Fortunately, technology has been
developed that may allow you to have a comprehensive
retinal exam without the use of dilating drops. Optomap,
a retinal imaging product, gives doctors a view of the
retina without the drops. The test is noninvasive and
takes only seconds to complete. The image can be viewed
on a computer monitor and stored for future comparisons.
“This technology is not necessarily a replacement for
the dilated eye exam, but it does give the doctor a good
view of the back of the eye,” says Dr. Logan Kiekhafer,
an optometrist with Wisconsin Vision. Both Wisconsin
Vision and Optix on Downer offer the Optomap.
For those who can’t help blinking from
the “puff of air” test for glaucoma, there’s an
alternative to that too. “The tonometer gently touches
your eye to flatten the cornea and test for intraocular
pressure,” Kiekhafer says.
Advancements in Clinical Treatment
Certain eye diseases, such as macular
degeneration, glaucoma and diabetic retinal disease, are
commonly treated by physicians known as
ophthalmologists, but your optometrist can screen for
them. “We are the first line of triage for our patients.
If we see something that needs further evaluation, we
refer patients to a physician,” McGinley says.
Glaucoma is a group of eye conditions
that damage the optic nerve, which is vital to good
vision. This damage is often caused by an abnormally
high pressure in your eye. New advances aim to make
glaucoma treatment easier and more effective. Now there
is minimally invasive
or micro-invasive glaucoma surgery. These
procedures involve implanting a tiny device to allow
fluid to drain from the eye, reducing internal pressure.
Macular degeneration, the leading cause
of blindness in the U.S., is the result of abnormal
growth and leakage of blood vessels in the retina. Many
people develop this disease as they age. Macular
degeneration has two forms: dry and wet. “Right now,
there is only FDA-approved treatment for the wet form,”
according to Dr. Nicholas H. Tosi, an ophthalmologist
with Retina and Vitreous Consultants of Wisconsin Ltd.

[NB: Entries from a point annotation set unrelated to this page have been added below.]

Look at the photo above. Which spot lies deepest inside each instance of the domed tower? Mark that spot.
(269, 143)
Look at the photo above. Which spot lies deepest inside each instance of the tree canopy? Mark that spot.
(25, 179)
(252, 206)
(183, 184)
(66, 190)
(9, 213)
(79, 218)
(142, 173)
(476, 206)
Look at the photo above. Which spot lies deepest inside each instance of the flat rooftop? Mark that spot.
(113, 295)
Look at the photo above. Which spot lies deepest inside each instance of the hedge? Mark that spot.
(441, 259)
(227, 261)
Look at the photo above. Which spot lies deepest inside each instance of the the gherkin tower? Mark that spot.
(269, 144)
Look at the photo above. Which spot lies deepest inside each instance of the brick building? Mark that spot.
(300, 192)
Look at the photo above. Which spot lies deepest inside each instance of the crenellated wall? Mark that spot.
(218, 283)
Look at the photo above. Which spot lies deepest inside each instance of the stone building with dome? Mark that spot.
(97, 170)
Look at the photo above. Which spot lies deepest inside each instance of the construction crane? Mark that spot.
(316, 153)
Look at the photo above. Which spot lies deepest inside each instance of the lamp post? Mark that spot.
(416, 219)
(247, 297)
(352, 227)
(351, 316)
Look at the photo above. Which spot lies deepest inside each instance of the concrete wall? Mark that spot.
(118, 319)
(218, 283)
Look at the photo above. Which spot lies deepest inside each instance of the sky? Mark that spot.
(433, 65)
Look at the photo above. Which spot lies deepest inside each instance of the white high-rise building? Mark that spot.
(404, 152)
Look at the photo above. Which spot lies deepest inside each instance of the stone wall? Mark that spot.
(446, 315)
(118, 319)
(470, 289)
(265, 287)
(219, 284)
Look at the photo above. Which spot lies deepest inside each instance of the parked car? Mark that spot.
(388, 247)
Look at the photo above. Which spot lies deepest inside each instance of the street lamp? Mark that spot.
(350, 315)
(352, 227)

“Prior to 2006, there were not many good treatment
options. Now there are three drugs — Lucentis, Avastin
and Eylea— that can be injected into the eye over a
period of time to stop new blood vessels from forming
and block the leaking from the abnormal vessels that
cause wet macular degeneration.”
The newly approved drug Eylea offers the
effectiveness of the other drugs, but with less frequent
injections and no monitoring requirements. This could
reduce the number of office visits for patients.
Diabetic Retinal Disease
Diabetic eye disease comprises a group of
eye conditions that affect people with diabetes. “There
are two main ways diabetes can damage vision. These
conditions include diabetic retinopathy and diabetic
macular edema,” Tosi explains. “Diabetic retinopathy
involves changes to retinal blood vessels that can cause
them to bleed or leak fluid, distorting vision. With
macular edema, there is swelling within the eye.”
Many good options exist for treatment of
diabetic eye disease, Tosi says. “We can use injections
with the same drugs that are used for macular
degeneration. Or there are laser treatments to stabilize
the disease process,” he says. The National Eye
Institute reports that recent studies have shown that
injections are not only effective for treating
diabetic macular edema, but also
effective for slowing progression of diabetic
retinopathy, so the injections are increasingly used as
a first-line treatment.
“Modern techniques continue to evolve and
have gotten better and better,” Tosi adds.